Nie wiem jak w czwartek, ale w środę o 18 słoneczko świeciło i ta kamizelka odblaskowa oraz odpowiednie oświetlenie roweru, to psu na budę…
A ja na złość rowerzystom przejezdzajacym na swych bolidach po przejsciu dla pieszych będę zajezdzal im drogę. Mam duze auto i pelny pakiet ubezpieczeniowy. Stać mnie poczekać na finał sprawy cywilnej za uszkodzone auto.Wczoraj jakby nie żona to wysadzilbym jednego z siodełka. Debil i w sluchawkach na uszach. Pewnie miał nagrane „wdech…wydech”.

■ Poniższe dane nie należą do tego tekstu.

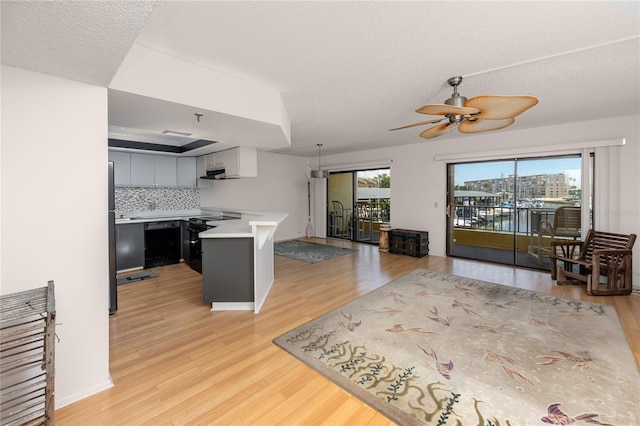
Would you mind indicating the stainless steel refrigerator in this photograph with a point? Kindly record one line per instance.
(113, 282)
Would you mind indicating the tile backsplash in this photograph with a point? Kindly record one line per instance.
(145, 199)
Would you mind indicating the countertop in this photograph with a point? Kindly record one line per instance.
(235, 228)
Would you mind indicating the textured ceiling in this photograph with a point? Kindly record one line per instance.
(83, 41)
(349, 71)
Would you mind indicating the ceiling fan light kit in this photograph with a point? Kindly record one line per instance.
(479, 114)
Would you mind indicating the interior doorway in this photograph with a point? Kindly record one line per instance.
(358, 202)
(509, 211)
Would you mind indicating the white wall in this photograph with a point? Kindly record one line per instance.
(281, 186)
(54, 216)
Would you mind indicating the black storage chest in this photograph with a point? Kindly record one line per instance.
(410, 243)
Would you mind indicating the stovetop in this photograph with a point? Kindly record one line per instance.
(204, 219)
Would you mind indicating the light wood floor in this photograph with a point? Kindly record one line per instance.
(175, 362)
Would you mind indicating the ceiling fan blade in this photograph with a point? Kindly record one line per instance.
(444, 109)
(480, 125)
(498, 107)
(435, 131)
(418, 124)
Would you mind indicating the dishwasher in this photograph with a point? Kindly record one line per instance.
(161, 243)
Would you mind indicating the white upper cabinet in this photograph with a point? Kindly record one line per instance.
(132, 169)
(121, 167)
(237, 162)
(166, 170)
(201, 170)
(187, 176)
(143, 170)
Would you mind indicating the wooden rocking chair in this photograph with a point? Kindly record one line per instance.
(603, 261)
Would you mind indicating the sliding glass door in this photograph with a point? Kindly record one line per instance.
(509, 211)
(358, 202)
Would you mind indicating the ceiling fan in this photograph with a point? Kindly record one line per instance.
(479, 114)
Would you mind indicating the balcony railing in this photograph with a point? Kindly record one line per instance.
(501, 218)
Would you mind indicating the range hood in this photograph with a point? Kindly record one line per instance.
(214, 174)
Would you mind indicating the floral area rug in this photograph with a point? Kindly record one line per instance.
(438, 349)
(309, 252)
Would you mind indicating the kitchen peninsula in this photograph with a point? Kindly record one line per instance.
(237, 261)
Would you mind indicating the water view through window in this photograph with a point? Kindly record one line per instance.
(507, 211)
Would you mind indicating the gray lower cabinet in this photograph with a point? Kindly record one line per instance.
(129, 246)
(227, 269)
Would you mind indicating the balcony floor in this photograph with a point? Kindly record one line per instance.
(503, 256)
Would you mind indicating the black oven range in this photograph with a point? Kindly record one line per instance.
(196, 226)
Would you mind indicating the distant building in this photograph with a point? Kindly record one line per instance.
(549, 186)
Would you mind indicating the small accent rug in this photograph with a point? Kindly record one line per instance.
(438, 349)
(136, 276)
(309, 252)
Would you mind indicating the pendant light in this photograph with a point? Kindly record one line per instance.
(319, 173)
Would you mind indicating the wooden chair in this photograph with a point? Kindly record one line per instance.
(567, 222)
(337, 225)
(603, 261)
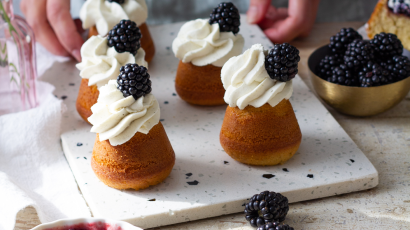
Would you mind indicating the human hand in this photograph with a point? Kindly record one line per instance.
(283, 24)
(53, 26)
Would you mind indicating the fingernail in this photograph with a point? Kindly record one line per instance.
(77, 55)
(252, 14)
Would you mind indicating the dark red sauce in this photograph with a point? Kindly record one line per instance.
(88, 226)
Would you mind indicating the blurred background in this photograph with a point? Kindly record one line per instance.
(167, 11)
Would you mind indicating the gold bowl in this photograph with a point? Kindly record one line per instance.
(356, 101)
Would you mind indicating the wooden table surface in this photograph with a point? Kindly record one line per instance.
(384, 139)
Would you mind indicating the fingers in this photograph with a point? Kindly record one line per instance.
(272, 16)
(300, 20)
(58, 14)
(257, 10)
(35, 12)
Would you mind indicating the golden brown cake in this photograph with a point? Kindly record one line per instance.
(87, 97)
(260, 126)
(203, 46)
(100, 63)
(146, 40)
(132, 149)
(199, 85)
(261, 136)
(385, 20)
(143, 161)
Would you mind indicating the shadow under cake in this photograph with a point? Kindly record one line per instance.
(143, 161)
(261, 136)
(199, 85)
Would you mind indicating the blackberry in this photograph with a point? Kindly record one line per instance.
(282, 62)
(373, 75)
(358, 53)
(227, 16)
(324, 69)
(117, 1)
(274, 226)
(134, 80)
(342, 76)
(387, 45)
(338, 43)
(125, 37)
(266, 207)
(400, 67)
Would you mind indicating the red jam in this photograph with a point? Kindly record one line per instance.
(88, 226)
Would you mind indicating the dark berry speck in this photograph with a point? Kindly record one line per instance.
(268, 176)
(195, 182)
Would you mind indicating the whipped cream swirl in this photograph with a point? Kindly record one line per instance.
(105, 15)
(117, 119)
(247, 82)
(202, 44)
(101, 63)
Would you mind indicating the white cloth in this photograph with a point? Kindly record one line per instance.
(33, 169)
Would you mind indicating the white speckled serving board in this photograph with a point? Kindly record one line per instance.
(205, 181)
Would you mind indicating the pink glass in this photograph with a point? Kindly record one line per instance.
(18, 71)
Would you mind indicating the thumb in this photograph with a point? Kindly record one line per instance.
(257, 10)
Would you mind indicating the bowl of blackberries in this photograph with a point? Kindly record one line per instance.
(360, 77)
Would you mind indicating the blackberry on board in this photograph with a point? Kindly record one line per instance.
(387, 45)
(338, 43)
(266, 207)
(227, 16)
(326, 65)
(358, 53)
(281, 63)
(275, 226)
(134, 80)
(125, 37)
(117, 1)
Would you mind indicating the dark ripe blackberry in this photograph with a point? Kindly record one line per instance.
(358, 53)
(134, 80)
(374, 75)
(227, 16)
(275, 226)
(266, 207)
(117, 1)
(338, 43)
(400, 67)
(387, 45)
(125, 37)
(342, 76)
(324, 69)
(282, 62)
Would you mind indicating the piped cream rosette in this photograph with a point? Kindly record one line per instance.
(247, 82)
(101, 63)
(118, 119)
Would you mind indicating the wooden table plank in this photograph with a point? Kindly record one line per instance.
(385, 139)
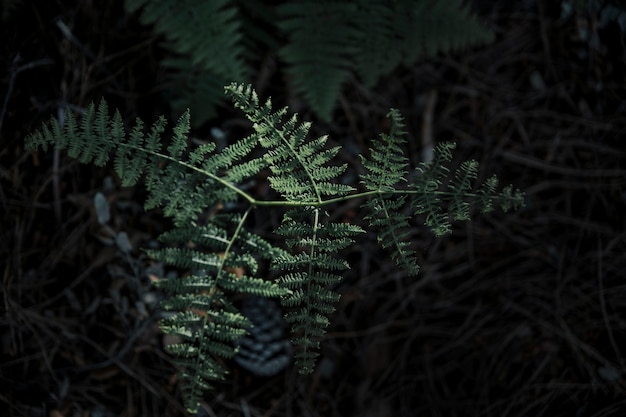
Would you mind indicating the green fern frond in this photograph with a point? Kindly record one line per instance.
(431, 27)
(207, 45)
(386, 171)
(208, 31)
(207, 322)
(318, 52)
(222, 258)
(309, 273)
(300, 170)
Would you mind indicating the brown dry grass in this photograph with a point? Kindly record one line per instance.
(519, 314)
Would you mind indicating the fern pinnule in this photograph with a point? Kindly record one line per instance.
(318, 54)
(386, 170)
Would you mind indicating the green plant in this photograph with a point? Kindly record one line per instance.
(226, 258)
(323, 43)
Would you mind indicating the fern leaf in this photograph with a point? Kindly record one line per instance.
(386, 170)
(319, 49)
(310, 274)
(300, 170)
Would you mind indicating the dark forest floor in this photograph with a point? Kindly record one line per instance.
(517, 314)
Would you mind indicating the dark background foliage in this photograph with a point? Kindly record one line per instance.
(516, 314)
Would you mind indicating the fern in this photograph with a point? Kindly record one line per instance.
(318, 54)
(407, 30)
(223, 258)
(322, 42)
(328, 41)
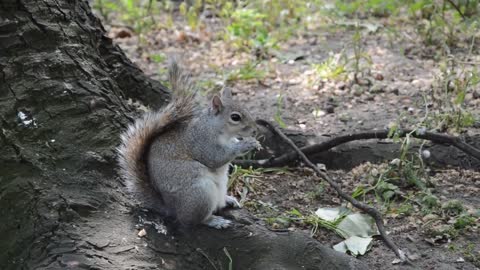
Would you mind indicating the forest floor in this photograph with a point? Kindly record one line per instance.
(341, 74)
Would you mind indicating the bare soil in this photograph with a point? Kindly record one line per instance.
(402, 73)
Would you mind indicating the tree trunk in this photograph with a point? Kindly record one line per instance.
(63, 101)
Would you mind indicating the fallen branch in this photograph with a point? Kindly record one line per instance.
(383, 134)
(367, 209)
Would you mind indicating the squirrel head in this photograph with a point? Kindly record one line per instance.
(237, 121)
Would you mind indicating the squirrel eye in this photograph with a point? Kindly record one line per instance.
(235, 117)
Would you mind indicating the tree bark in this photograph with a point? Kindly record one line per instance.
(63, 101)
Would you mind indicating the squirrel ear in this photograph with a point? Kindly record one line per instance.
(217, 104)
(227, 93)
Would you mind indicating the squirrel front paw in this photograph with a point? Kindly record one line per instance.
(217, 222)
(232, 202)
(248, 144)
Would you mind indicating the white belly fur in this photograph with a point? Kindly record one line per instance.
(219, 178)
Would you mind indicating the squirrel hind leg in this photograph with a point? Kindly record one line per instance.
(217, 222)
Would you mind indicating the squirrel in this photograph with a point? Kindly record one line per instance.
(176, 159)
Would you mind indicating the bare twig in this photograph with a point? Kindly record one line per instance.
(367, 209)
(383, 134)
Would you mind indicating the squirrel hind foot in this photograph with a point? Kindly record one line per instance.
(232, 202)
(218, 222)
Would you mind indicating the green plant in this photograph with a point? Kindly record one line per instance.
(248, 71)
(137, 14)
(379, 8)
(249, 29)
(452, 208)
(449, 111)
(444, 22)
(191, 13)
(278, 112)
(332, 68)
(464, 221)
(430, 202)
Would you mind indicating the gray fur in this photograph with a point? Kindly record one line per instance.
(187, 158)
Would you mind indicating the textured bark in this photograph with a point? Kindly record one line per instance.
(63, 101)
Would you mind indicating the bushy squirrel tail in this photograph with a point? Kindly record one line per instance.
(136, 140)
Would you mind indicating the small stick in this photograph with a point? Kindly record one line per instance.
(381, 134)
(367, 209)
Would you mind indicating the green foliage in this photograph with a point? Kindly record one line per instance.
(278, 113)
(137, 14)
(379, 8)
(449, 112)
(464, 221)
(332, 68)
(248, 29)
(453, 208)
(248, 71)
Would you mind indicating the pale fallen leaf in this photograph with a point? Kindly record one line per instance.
(331, 214)
(357, 224)
(355, 245)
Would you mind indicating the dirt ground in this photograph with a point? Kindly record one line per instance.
(402, 73)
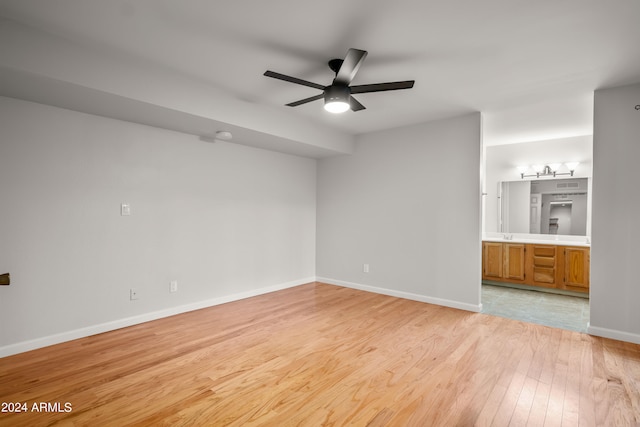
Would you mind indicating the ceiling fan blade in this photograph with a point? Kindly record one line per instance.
(304, 101)
(292, 79)
(350, 66)
(381, 87)
(355, 105)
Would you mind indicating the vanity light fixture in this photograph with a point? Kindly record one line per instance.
(547, 170)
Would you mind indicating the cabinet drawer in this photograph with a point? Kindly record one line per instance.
(548, 251)
(544, 261)
(544, 275)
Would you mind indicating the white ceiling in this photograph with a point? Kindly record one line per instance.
(530, 66)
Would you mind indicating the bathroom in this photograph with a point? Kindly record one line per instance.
(538, 192)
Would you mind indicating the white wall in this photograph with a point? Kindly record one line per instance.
(615, 251)
(408, 204)
(224, 220)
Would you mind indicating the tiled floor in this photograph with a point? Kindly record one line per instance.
(560, 311)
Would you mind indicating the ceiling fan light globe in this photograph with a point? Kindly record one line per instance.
(336, 107)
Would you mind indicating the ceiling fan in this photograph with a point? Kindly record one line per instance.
(337, 96)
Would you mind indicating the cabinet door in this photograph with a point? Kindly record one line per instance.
(576, 268)
(492, 260)
(514, 261)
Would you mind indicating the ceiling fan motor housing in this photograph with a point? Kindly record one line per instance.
(337, 93)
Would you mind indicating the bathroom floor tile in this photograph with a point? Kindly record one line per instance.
(560, 311)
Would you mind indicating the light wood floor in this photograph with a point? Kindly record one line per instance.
(324, 355)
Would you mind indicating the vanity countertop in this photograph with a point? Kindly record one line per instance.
(539, 239)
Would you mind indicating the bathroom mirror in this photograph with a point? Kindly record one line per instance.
(546, 206)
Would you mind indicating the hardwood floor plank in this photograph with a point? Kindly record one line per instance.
(319, 354)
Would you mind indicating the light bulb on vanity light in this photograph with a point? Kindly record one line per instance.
(572, 166)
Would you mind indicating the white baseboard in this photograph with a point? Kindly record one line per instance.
(23, 346)
(405, 295)
(613, 334)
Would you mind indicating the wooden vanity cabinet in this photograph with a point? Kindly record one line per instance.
(503, 262)
(549, 266)
(575, 274)
(543, 263)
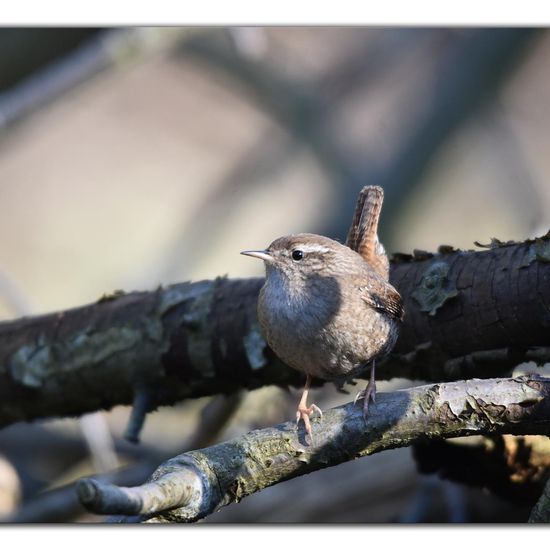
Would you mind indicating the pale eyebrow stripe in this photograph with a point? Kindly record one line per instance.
(312, 248)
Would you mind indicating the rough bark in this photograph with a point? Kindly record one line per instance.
(195, 484)
(467, 314)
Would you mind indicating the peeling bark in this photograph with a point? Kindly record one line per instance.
(195, 484)
(196, 339)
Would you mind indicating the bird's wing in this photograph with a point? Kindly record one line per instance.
(380, 295)
(363, 232)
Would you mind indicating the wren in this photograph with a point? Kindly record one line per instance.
(328, 309)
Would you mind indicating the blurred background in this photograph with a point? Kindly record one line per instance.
(133, 157)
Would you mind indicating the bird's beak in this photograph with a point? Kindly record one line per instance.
(264, 255)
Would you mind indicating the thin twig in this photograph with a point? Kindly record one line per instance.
(195, 484)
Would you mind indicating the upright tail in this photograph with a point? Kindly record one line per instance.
(363, 233)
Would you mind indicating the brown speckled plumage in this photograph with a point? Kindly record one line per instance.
(330, 314)
(328, 309)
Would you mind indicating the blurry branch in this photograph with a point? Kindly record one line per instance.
(512, 468)
(471, 69)
(471, 72)
(62, 504)
(14, 296)
(215, 416)
(195, 484)
(105, 49)
(467, 314)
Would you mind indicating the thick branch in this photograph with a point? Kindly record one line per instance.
(195, 484)
(196, 339)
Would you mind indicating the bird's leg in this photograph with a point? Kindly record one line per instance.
(304, 412)
(369, 393)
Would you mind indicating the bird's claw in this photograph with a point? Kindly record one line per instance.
(303, 413)
(368, 394)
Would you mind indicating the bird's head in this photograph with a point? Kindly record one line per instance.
(303, 255)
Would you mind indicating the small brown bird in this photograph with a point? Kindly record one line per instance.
(327, 309)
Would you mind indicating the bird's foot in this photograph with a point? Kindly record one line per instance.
(368, 394)
(303, 413)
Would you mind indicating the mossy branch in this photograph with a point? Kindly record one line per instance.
(467, 314)
(195, 484)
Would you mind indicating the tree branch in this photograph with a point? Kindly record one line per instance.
(467, 314)
(541, 511)
(195, 484)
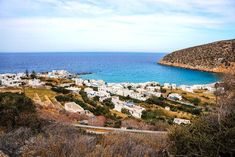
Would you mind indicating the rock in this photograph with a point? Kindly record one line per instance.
(213, 57)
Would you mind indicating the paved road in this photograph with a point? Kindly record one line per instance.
(120, 129)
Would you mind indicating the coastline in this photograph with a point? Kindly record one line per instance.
(220, 70)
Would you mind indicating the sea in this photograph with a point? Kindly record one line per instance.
(110, 67)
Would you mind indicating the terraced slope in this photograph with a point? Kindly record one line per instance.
(213, 57)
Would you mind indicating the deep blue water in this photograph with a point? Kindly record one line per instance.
(111, 67)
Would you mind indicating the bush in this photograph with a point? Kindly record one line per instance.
(108, 102)
(86, 99)
(60, 90)
(125, 111)
(205, 137)
(17, 110)
(157, 101)
(195, 101)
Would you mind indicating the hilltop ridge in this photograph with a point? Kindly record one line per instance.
(213, 57)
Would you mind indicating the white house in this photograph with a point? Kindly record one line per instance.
(73, 89)
(78, 81)
(175, 96)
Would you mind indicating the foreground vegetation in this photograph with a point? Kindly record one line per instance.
(211, 135)
(25, 133)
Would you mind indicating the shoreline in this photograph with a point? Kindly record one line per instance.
(219, 70)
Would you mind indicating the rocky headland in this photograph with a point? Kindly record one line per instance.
(216, 57)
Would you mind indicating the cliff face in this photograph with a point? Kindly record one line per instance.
(213, 57)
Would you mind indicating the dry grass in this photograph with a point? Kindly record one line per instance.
(42, 92)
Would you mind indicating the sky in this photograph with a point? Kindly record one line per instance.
(113, 25)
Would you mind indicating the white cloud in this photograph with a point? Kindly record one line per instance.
(122, 25)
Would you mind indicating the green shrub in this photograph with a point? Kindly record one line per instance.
(60, 90)
(108, 102)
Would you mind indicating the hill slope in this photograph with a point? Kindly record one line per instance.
(213, 57)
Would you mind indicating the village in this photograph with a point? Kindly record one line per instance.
(127, 98)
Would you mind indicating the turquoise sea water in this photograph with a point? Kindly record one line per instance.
(111, 67)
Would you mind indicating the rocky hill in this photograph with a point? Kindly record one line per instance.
(213, 57)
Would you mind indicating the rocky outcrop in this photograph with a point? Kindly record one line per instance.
(213, 57)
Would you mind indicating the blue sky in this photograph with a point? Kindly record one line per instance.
(113, 25)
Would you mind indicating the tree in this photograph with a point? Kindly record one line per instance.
(33, 75)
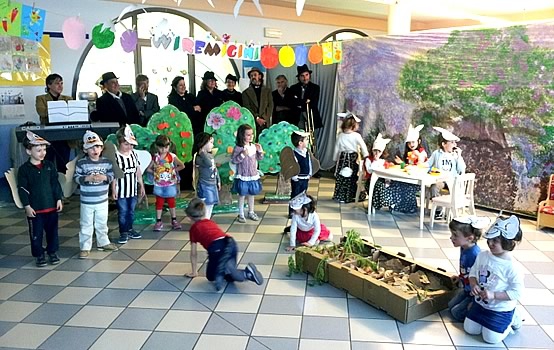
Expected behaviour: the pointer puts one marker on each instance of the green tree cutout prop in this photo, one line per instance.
(273, 140)
(223, 122)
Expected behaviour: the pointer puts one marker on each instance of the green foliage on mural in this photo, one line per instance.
(177, 126)
(223, 122)
(273, 140)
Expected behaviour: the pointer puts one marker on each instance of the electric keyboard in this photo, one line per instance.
(67, 132)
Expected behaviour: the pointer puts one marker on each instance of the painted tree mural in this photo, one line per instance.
(496, 90)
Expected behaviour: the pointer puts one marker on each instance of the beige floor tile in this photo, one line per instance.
(95, 316)
(27, 336)
(75, 295)
(277, 326)
(239, 303)
(184, 321)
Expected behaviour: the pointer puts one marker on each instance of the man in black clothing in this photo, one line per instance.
(114, 105)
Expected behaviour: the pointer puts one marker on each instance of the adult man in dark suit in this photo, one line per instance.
(114, 105)
(306, 95)
(146, 102)
(258, 100)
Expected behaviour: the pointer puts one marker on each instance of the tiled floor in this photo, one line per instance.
(137, 297)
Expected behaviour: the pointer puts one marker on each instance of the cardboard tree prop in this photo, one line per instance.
(223, 122)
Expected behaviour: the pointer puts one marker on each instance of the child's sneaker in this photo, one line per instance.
(108, 247)
(252, 274)
(41, 261)
(176, 225)
(53, 258)
(123, 238)
(134, 234)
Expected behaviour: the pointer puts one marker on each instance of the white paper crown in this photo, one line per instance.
(447, 135)
(413, 133)
(380, 143)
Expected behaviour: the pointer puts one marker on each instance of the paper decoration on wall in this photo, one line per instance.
(286, 56)
(129, 40)
(32, 23)
(270, 57)
(11, 19)
(315, 55)
(301, 54)
(102, 36)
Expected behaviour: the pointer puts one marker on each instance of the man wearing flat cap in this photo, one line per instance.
(115, 105)
(257, 98)
(230, 94)
(306, 95)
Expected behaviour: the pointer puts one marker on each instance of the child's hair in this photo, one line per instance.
(196, 208)
(295, 139)
(200, 141)
(348, 124)
(466, 230)
(241, 132)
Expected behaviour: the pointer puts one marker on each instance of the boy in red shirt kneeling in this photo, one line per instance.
(222, 250)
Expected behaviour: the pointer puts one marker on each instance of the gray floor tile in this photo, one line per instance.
(94, 279)
(170, 341)
(55, 314)
(282, 305)
(315, 327)
(115, 297)
(139, 319)
(72, 338)
(37, 293)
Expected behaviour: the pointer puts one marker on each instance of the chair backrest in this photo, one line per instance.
(462, 191)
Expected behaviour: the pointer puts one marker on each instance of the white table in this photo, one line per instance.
(414, 175)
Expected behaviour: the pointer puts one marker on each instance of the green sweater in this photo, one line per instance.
(39, 188)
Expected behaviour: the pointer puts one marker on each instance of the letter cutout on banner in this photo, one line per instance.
(286, 56)
(73, 30)
(301, 53)
(315, 55)
(327, 53)
(270, 57)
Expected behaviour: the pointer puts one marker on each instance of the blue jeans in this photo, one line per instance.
(459, 305)
(126, 213)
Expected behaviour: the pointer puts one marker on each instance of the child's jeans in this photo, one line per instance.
(94, 217)
(126, 213)
(40, 224)
(459, 305)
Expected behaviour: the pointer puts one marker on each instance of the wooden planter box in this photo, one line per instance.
(395, 302)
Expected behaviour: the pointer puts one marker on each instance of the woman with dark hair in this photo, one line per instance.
(185, 102)
(59, 150)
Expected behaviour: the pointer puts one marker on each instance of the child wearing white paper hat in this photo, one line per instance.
(346, 156)
(497, 284)
(447, 159)
(306, 229)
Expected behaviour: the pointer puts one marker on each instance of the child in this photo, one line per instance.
(125, 189)
(208, 177)
(403, 194)
(306, 228)
(165, 165)
(41, 195)
(465, 232)
(222, 250)
(448, 159)
(346, 152)
(247, 179)
(496, 283)
(94, 173)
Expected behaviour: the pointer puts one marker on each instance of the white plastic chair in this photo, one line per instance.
(460, 197)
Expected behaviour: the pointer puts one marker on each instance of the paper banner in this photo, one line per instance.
(10, 16)
(32, 23)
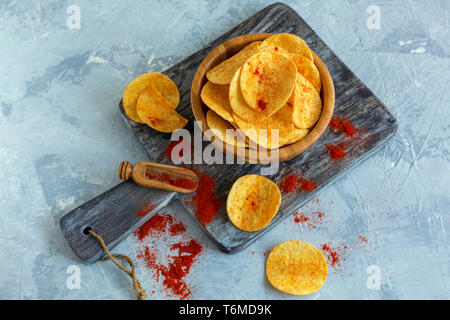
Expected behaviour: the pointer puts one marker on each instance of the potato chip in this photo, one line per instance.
(289, 42)
(296, 267)
(307, 105)
(157, 112)
(167, 87)
(308, 69)
(219, 126)
(252, 202)
(267, 81)
(224, 72)
(161, 82)
(263, 132)
(215, 96)
(238, 104)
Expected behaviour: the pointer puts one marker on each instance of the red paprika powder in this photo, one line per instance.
(204, 202)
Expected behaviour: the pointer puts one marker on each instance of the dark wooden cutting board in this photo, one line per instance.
(113, 214)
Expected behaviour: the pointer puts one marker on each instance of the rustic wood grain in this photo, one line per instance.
(113, 212)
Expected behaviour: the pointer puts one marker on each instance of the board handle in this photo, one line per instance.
(125, 170)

to prawdziwy z Ciebie twardziel. Sprawiedliwy. Szacunek się należy, takiej elicie, która wychowa nam społeczeństwo. brawo!
Taaaaak. Swiete krowy w wiekszosci kompletnie nie znajacy jakich kolwiek przepisow. Wie tylko ze on ma pierwszenstwo wiec jedzie jak kon z klapkami na oczach. Jezdza jak chca tymi rowerami
Najpierw poznaj zasady pisowni. „Jakichkolwiek” piszemy łącznie, nie mówiąc już o polskich znakach.
Za to wszyscy czują się bezpiecznie z powodu Twojej znajomości przepisów o czym nas przekonałeś w poprzednim komentarzu, wykrzykując o „kamizelce odblaskowej”.
Poza tym od kiedy użytkownik dróg mający pierwszeństwo jeździ jak chce?
Chyba raczej jeździ zgodnie z przepisami.
Kolejny raz dajesz do zrozumienia, że przepisy powinny być według „twojego widzi mi się”.
Z tego co wiem to kierowca auta nie najechał na rowerzystę. Rowerzysta uderzył w bok auta miedzy przednim nadkolem a przednimi drzwiami. Czyja wina w takim razie??????